Mais la Révolution fut bien un événement à portée mondiale, car les Européens, depuis les Grandes Découvertes avaient acquis une emprise sur d’autres continents et notamment l’Amérique. La présence de puissances coloniales concurrentes fait apparaître des angles morts, des espaces périphériques des empires, qui s’avèrent particulièrement réceptifs aux idées révolutionnaires, telle la Louisiane espagnole étudiée par Soizic Croguennec. Comme en Espagne et d’autres pays d’Europe, avant la conquête napoléonienne, les gouvernements mettent en place une censure renforcée pour empêcher la contagion révolutionnaire, ici par le moyen de l’Inquisition. Le choix de l’appartenance à telle ou telle souveraineté peut refléter un positionnement politique conscient envers l’événement révolutionnaire fondateur. Ainsi, malgré la paix entre la France et l’Espagne, se déclarer sujet du roi d’Espagne peut être vu comme le fruit d’une attitude contre-révolutionnaire.

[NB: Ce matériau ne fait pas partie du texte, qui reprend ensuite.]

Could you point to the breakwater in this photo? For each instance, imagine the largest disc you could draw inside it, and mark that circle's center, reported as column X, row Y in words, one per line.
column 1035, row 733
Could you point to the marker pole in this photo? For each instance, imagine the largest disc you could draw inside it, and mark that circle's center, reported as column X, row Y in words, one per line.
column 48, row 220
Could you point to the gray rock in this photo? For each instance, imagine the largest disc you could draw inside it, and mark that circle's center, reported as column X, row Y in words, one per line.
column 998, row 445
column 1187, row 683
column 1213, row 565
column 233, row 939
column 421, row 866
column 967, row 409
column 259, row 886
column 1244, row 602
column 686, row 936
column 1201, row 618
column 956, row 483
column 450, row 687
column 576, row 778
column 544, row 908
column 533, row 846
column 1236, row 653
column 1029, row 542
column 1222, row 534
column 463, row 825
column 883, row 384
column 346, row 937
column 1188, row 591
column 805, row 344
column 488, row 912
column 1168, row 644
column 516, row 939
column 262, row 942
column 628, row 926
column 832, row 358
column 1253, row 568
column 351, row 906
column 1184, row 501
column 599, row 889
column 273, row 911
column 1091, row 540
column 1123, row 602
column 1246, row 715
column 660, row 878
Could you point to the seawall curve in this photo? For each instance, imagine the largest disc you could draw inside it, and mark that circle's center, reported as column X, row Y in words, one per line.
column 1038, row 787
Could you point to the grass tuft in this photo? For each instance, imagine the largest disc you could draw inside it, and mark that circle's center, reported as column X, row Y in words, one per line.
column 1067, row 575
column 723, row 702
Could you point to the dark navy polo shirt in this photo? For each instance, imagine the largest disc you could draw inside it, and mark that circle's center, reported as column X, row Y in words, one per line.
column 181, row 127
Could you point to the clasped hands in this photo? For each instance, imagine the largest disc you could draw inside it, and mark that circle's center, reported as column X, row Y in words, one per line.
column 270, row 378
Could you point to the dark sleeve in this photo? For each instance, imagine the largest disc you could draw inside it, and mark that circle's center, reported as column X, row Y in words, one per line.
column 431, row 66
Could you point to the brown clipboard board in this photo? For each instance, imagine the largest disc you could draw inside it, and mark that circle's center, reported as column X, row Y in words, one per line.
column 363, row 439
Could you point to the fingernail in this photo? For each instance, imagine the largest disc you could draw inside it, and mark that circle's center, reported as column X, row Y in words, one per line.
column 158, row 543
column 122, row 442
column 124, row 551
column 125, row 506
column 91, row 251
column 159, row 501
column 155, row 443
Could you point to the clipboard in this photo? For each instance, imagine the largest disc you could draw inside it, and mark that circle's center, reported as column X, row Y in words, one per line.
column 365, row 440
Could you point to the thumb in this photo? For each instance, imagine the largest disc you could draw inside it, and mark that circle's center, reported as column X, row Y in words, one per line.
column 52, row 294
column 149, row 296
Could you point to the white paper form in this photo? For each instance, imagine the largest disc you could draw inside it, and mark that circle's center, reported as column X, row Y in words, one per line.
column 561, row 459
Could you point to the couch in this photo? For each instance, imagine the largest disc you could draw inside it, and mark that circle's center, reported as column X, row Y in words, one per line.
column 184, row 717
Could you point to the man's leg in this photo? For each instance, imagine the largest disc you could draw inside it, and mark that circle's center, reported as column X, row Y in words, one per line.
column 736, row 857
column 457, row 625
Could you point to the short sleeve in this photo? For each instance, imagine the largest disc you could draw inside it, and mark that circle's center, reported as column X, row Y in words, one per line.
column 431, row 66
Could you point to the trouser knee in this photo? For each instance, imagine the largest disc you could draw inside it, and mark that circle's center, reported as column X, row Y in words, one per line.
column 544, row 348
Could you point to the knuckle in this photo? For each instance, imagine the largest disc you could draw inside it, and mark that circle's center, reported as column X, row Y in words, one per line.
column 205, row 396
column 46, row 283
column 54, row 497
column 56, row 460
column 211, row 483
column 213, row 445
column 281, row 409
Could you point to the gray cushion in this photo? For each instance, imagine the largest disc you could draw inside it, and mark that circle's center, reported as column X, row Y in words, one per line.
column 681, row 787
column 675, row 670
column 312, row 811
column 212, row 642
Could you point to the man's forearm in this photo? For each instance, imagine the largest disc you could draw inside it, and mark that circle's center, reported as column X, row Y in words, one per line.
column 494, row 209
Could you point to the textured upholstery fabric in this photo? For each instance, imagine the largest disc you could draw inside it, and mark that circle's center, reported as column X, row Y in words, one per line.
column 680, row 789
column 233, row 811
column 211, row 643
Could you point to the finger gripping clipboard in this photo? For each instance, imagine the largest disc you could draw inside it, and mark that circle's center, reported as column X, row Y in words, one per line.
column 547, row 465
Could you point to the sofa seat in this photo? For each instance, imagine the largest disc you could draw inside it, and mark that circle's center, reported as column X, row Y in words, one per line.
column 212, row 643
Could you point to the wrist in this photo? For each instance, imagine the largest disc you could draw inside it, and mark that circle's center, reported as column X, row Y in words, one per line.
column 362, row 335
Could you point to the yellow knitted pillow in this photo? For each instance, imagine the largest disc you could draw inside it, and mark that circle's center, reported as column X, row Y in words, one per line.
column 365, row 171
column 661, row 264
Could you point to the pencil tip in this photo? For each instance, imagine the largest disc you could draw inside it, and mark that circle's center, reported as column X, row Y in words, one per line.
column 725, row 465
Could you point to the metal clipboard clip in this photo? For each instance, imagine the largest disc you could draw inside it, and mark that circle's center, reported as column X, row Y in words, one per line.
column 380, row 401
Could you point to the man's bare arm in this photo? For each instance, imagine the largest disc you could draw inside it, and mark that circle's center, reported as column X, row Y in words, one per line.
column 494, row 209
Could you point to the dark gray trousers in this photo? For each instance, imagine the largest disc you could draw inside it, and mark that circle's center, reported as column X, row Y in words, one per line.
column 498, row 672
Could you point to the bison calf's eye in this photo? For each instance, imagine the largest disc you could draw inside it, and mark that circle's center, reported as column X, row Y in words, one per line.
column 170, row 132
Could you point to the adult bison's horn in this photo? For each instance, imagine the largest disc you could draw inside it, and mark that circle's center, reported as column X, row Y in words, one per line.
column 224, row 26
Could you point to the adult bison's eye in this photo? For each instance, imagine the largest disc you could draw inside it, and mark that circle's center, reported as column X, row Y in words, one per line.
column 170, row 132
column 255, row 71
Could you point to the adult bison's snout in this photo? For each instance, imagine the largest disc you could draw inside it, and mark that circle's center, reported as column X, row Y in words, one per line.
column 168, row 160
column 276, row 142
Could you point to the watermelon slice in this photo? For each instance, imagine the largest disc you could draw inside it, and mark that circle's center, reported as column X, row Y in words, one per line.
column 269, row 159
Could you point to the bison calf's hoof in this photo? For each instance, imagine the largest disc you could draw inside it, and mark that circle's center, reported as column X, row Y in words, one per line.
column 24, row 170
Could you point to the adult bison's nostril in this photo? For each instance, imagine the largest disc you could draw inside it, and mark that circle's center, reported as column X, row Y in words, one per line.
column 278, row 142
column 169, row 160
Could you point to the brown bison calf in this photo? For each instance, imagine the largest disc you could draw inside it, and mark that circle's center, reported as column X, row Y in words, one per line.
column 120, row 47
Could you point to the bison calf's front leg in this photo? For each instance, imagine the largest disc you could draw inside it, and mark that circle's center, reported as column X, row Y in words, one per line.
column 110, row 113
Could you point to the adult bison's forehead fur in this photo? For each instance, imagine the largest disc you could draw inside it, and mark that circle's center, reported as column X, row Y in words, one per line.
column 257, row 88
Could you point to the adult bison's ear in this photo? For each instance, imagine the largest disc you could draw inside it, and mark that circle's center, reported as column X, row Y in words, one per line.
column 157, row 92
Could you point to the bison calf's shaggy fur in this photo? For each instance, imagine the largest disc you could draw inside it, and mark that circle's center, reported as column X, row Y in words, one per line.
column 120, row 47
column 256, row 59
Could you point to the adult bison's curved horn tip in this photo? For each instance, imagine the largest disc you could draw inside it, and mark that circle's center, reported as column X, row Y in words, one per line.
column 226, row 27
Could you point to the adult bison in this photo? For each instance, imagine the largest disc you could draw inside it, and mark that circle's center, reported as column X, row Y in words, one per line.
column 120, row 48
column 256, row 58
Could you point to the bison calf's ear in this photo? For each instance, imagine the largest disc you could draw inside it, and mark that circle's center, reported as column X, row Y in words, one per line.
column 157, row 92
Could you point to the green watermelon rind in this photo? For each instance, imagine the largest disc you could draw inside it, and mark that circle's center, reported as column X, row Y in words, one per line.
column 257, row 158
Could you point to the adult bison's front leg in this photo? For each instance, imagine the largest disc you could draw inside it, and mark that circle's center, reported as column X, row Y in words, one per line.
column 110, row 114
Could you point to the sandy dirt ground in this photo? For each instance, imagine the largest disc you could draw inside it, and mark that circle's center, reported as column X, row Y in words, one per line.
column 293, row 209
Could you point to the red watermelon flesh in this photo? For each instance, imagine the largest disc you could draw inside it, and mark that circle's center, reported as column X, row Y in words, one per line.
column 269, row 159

Mais ces circulations se répercutent sur l’évolution même de la science géographique. Cela est illustré par les deux articles suivants. Les bouleversements de la période révolutionnaire au sens large (1789-1815) ont influencé et structuré la pensée de la science géographique, soit par la confrontation de visions, soit par la nécessité de s’approprier ou de réapproprier l’espace.



Dans la mesure où la politique d’expéditions d’exploration du XVIIIe siècle est poursuivie à l’époque révolutionnaire, la compétition entre pays européens pour la cartographie et l’appropriation des territoires s’entend à des espaces encore incomplètement dominés, comme l’Australie et plus généralement l’espace océanique indo-pacifique, comme le montre Dany Bréelle. Les conceptions universalistes des Lumières apparaissent ici à côté d’une conception plus nationale de la géographie, tout en mettant au point une nouvelle approche zonale et multiscalaire de l’espace océanique. Les géographes français ont légué à l’Australie un grand nombre de toponymes français sur une partie de ses côtes.



Enfin, les bouleversements de la période semblent aussi introduire la géographie dans les savoirs des écoles élémentaires, mais d’une manière spatialement très inégale, ce qui peut être dû aux effets particuliers de l’occupation française, notamment en Allemagne ou à des héritages plus anciens, liés aux inégales progrès de l’alphabétisation, comme le montre Nicola Todorov.